As I stated in an earlier post, my sister and I lived with foster parents for the next nine years. For me, it was from the age of not quite two until I was almost eleven. There is no way I can recap those nine years in one post, so I’ll do it a bit at a time.
I have this picture in my head of being a toddler trying to fold myself into a corner, to get as far away from my mom as physically possible. Not exactly the picture I’d want for any toddler. I can’t lay claim to this as a first person memory. It is more a representation of something my father relayed to me that he had witnessed when mom was visiting us. This visual reminds me of a picture I took of my son, while he was, sort of, in a corner of the living room, but he is happy to be caught on film. This always makes me smile and helps me pull away from my own experience.

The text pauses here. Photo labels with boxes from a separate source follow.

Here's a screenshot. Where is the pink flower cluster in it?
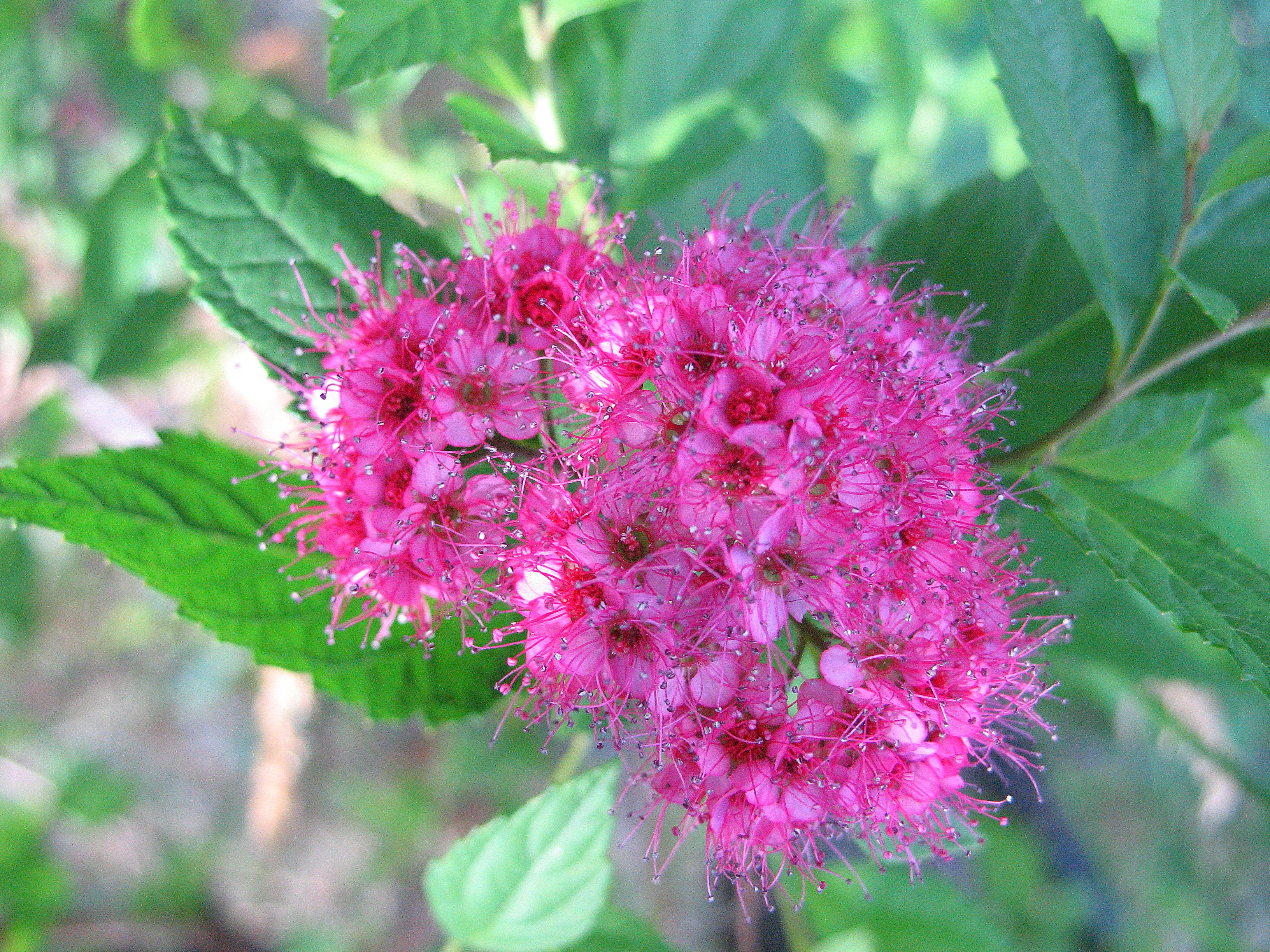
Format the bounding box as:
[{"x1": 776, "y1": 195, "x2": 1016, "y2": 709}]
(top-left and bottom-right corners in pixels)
[{"x1": 283, "y1": 194, "x2": 1054, "y2": 889}]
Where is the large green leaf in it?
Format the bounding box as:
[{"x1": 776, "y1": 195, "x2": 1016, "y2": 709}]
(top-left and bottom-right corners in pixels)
[
  {"x1": 1057, "y1": 392, "x2": 1213, "y2": 482},
  {"x1": 988, "y1": 0, "x2": 1165, "y2": 341},
  {"x1": 424, "y1": 763, "x2": 617, "y2": 952},
  {"x1": 1159, "y1": 0, "x2": 1240, "y2": 144},
  {"x1": 330, "y1": 0, "x2": 519, "y2": 95},
  {"x1": 159, "y1": 112, "x2": 446, "y2": 378},
  {"x1": 0, "y1": 434, "x2": 507, "y2": 721},
  {"x1": 1041, "y1": 470, "x2": 1270, "y2": 694},
  {"x1": 612, "y1": 0, "x2": 802, "y2": 207},
  {"x1": 877, "y1": 172, "x2": 1111, "y2": 454},
  {"x1": 1203, "y1": 130, "x2": 1270, "y2": 201}
]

I am told that I was slow developmentally, often the case with preemies. I was four pounds, two months premature and spent two months in an incubator. Perhaps this accounts for some of my difficulties later on, there is no way to be sure. Certainly I was a emotionally disturbed child based on my limited experience of the world by the time I was two.
My father proudly told me once that if it weren’t for him, my sister and I would have been separated from each other, had the prospective foster family had their way. The foster parents only wanted my sister. She was a cute, little baby and I was almost or about two, not nearly as cute and cuddly as a baby. My dad will tell you that he told them that if they didn’t take me they wouldn’t have either of us. I was about thirty when he told me this. While I can see why he is proud to say he kept us together, I’m sure you’ll pick up on the fact that being taken in by a family that is only doing so to get the baby is somewhat unsettling. Especially for the toddler, me!